Deletion of Gpr128 results in weight loss and increased intestinal contraction frequency

Figure 1 Targeted deletion of Gpr128 in mice. A: Gene targeting strategy. Numbered boxes represent Gpr128 coding exons. The start codon and stop codon are indicated as a star and pound sign, respectively. The targeting vector contains a 7.1-kb 5’ arm and a 5.3-kb 3’ arm. Exons 10, 11 and 12 of the Gpr128 gene were replaced by a PGK-Neo cassette through homologous recombination. The primer pairs for polymerase chain reaction (PCR) genotyping are indicated by arrows (5’ arm: P1, P2; 3’ arm: P3, P4); B: PCR screening for targeted embryonic stem (ES) cell clones. Correctly recombined clones show 7.7 and 5.7 kb bands, respectively. Three recombined ES cell clones show the expected bands as detected with primers P1-P4; C: PCR analysis of genomic tail DNA derived from Gpr128^+/- mouse intercrossing.
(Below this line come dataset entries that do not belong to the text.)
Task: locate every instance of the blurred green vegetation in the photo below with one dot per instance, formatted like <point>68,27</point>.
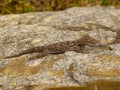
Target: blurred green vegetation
<point>22,6</point>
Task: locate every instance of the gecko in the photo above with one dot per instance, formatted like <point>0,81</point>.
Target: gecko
<point>77,45</point>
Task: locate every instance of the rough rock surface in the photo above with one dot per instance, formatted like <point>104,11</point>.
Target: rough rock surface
<point>23,31</point>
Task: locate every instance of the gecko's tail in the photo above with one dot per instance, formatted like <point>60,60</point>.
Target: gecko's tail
<point>31,50</point>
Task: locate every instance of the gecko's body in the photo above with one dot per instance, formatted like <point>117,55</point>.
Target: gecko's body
<point>60,47</point>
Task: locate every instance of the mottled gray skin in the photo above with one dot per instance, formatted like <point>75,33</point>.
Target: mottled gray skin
<point>60,47</point>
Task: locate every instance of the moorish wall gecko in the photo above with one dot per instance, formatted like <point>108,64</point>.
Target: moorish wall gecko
<point>59,47</point>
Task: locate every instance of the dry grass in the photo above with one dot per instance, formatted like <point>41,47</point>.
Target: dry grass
<point>22,6</point>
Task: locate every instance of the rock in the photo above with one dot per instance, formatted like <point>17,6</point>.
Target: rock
<point>19,32</point>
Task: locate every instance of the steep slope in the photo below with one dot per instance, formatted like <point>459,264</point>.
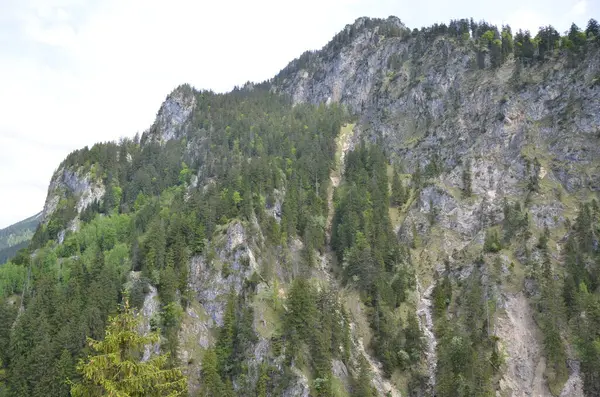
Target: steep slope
<point>400,213</point>
<point>520,132</point>
<point>17,236</point>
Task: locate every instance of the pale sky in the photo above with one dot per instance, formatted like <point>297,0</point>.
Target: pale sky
<point>75,72</point>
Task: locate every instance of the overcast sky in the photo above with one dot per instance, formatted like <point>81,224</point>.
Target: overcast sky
<point>75,72</point>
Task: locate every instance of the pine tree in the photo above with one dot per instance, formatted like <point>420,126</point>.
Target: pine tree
<point>398,194</point>
<point>212,385</point>
<point>467,180</point>
<point>115,367</point>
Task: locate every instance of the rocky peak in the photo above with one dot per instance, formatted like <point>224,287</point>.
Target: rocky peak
<point>173,115</point>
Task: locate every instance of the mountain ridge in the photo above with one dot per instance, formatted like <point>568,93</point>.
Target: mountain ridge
<point>461,215</point>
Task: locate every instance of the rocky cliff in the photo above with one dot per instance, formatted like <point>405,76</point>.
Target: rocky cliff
<point>468,139</point>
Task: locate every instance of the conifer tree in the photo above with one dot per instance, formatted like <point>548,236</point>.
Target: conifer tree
<point>115,368</point>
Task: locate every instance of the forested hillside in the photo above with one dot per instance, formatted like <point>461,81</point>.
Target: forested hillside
<point>17,236</point>
<point>404,212</point>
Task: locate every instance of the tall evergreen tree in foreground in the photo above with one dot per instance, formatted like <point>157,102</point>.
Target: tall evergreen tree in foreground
<point>116,367</point>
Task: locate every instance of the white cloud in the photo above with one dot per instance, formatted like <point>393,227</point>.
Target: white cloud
<point>579,8</point>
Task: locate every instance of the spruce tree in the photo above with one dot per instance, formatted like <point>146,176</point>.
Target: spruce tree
<point>115,368</point>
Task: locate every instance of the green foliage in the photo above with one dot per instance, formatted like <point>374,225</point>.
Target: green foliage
<point>467,180</point>
<point>115,366</point>
<point>398,196</point>
<point>492,241</point>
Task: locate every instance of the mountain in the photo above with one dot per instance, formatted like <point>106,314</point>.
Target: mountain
<point>17,236</point>
<point>403,212</point>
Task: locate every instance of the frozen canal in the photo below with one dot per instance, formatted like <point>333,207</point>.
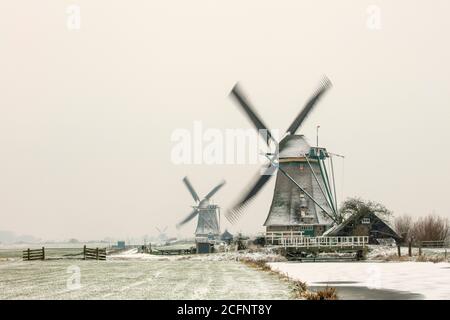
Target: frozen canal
<point>134,279</point>
<point>383,280</point>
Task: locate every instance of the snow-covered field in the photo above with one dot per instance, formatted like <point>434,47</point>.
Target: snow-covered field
<point>426,280</point>
<point>132,275</point>
<point>130,278</point>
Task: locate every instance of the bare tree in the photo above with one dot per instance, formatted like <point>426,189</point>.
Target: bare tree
<point>359,206</point>
<point>431,228</point>
<point>403,225</point>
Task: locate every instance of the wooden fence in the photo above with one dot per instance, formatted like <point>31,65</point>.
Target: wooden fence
<point>434,244</point>
<point>35,254</point>
<point>94,254</point>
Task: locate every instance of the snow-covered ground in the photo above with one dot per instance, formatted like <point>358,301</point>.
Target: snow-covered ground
<point>129,278</point>
<point>431,280</point>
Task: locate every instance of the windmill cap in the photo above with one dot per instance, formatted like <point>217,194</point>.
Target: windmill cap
<point>296,146</point>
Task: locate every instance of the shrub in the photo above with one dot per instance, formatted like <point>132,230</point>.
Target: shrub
<point>431,228</point>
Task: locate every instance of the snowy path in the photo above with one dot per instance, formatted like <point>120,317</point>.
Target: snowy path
<point>432,280</point>
<point>137,279</point>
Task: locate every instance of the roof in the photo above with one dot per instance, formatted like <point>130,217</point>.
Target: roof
<point>294,146</point>
<point>336,229</point>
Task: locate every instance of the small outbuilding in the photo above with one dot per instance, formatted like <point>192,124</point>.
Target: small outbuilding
<point>364,224</point>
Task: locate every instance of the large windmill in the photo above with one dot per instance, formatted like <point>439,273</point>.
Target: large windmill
<point>208,214</point>
<point>304,199</point>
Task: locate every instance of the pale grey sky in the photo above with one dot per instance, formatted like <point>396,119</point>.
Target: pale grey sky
<point>86,116</point>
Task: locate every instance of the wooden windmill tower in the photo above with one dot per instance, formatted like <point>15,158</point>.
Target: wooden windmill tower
<point>208,222</point>
<point>304,199</point>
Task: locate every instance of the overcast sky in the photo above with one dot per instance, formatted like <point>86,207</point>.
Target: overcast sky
<point>86,116</point>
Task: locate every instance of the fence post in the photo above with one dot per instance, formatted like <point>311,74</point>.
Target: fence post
<point>410,248</point>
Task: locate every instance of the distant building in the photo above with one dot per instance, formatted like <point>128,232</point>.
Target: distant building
<point>364,224</point>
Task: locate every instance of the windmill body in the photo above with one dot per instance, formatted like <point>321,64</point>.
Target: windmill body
<point>304,199</point>
<point>291,209</point>
<point>208,215</point>
<point>208,222</point>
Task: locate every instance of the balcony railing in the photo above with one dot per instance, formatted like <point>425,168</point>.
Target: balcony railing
<point>297,240</point>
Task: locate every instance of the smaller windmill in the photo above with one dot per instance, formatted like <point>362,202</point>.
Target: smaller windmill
<point>208,223</point>
<point>162,236</point>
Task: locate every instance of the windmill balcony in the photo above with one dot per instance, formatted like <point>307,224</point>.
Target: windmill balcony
<point>298,240</point>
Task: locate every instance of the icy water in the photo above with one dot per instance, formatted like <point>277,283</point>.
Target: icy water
<point>368,280</point>
<point>180,279</point>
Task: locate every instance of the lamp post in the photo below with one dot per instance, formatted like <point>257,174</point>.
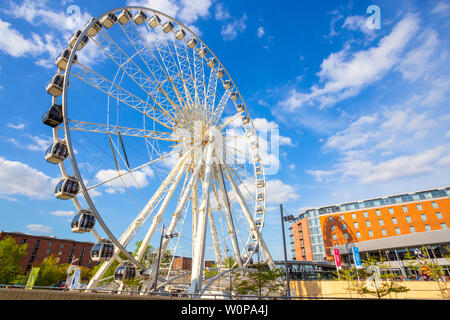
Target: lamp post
<point>163,236</point>
<point>283,219</point>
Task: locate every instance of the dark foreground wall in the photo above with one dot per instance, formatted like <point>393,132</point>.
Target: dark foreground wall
<point>21,294</point>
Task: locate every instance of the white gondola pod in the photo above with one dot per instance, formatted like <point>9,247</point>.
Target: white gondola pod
<point>212,62</point>
<point>67,188</point>
<point>227,84</point>
<point>124,17</point>
<point>154,21</point>
<point>74,39</point>
<point>140,17</point>
<point>82,222</point>
<point>260,197</point>
<point>108,20</point>
<point>94,28</point>
<point>192,43</point>
<point>240,108</point>
<point>125,271</point>
<point>220,73</point>
<point>55,86</point>
<point>53,117</point>
<point>102,250</point>
<point>57,152</point>
<point>202,52</point>
<point>260,210</point>
<point>260,183</point>
<point>168,27</point>
<point>180,34</point>
<point>62,60</point>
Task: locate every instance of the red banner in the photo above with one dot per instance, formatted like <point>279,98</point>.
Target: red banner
<point>337,258</point>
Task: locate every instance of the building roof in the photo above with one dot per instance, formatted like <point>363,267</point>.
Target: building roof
<point>400,242</point>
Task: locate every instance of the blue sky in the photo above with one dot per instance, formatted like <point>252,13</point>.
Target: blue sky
<point>362,112</point>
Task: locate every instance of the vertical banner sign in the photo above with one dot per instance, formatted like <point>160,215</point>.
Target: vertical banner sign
<point>357,257</point>
<point>75,284</point>
<point>337,258</point>
<point>32,278</point>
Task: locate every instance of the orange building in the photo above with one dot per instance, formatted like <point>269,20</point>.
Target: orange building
<point>363,221</point>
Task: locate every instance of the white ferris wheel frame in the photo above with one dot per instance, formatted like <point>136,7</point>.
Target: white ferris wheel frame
<point>210,172</point>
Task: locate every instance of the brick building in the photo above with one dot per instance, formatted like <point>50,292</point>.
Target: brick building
<point>390,223</point>
<point>40,247</point>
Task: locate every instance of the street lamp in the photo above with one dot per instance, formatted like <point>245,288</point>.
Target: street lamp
<point>288,218</point>
<point>163,236</point>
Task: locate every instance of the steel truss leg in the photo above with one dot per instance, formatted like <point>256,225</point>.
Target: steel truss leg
<point>200,240</point>
<point>249,218</point>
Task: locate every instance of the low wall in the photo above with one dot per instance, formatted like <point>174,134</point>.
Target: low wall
<point>339,289</point>
<point>22,294</point>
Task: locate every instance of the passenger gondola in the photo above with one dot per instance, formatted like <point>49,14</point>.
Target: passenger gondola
<point>63,59</point>
<point>83,221</point>
<point>125,271</point>
<point>67,188</point>
<point>102,250</point>
<point>53,117</point>
<point>57,152</point>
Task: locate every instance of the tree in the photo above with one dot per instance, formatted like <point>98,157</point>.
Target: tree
<point>50,272</point>
<point>10,255</point>
<point>379,282</point>
<point>260,282</point>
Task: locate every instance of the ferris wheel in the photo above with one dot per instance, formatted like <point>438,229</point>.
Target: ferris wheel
<point>158,136</point>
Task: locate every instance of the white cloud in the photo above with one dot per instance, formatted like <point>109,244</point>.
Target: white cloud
<point>231,29</point>
<point>17,178</point>
<point>136,179</point>
<point>260,32</point>
<point>39,228</point>
<point>346,73</point>
<point>61,213</point>
<point>18,126</point>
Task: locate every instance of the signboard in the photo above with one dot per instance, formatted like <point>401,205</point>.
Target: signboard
<point>357,257</point>
<point>75,284</point>
<point>337,258</point>
<point>32,278</point>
A 5.4-kb fragment amplified with primers P5 and P6 represents the wild-type (WT) allele. A 5.7-kb band was amplified from the targeted allele with P3 and P4; D: Gpr128 expression in gastrointestinal tissue with two different genotypes by semiquantitive reverse transcription-polymerase chain reaction. A specific Gpr128 fragment, which exists in WT mice, was deleted in Gpr128^-/- mice. The transcript for β-actin was examined as a control for RNA loading and integrity; E: Expression pattern of Gpr128 protein in WT and Gpr128^-/- adult mouse colon revealed by immunofluorescence (original magnification, × 200). M: Marker lane; (-): Negative control without template; S. intestine: Small intestine; P. colon: Proximal colon; D. colon: Distal colon.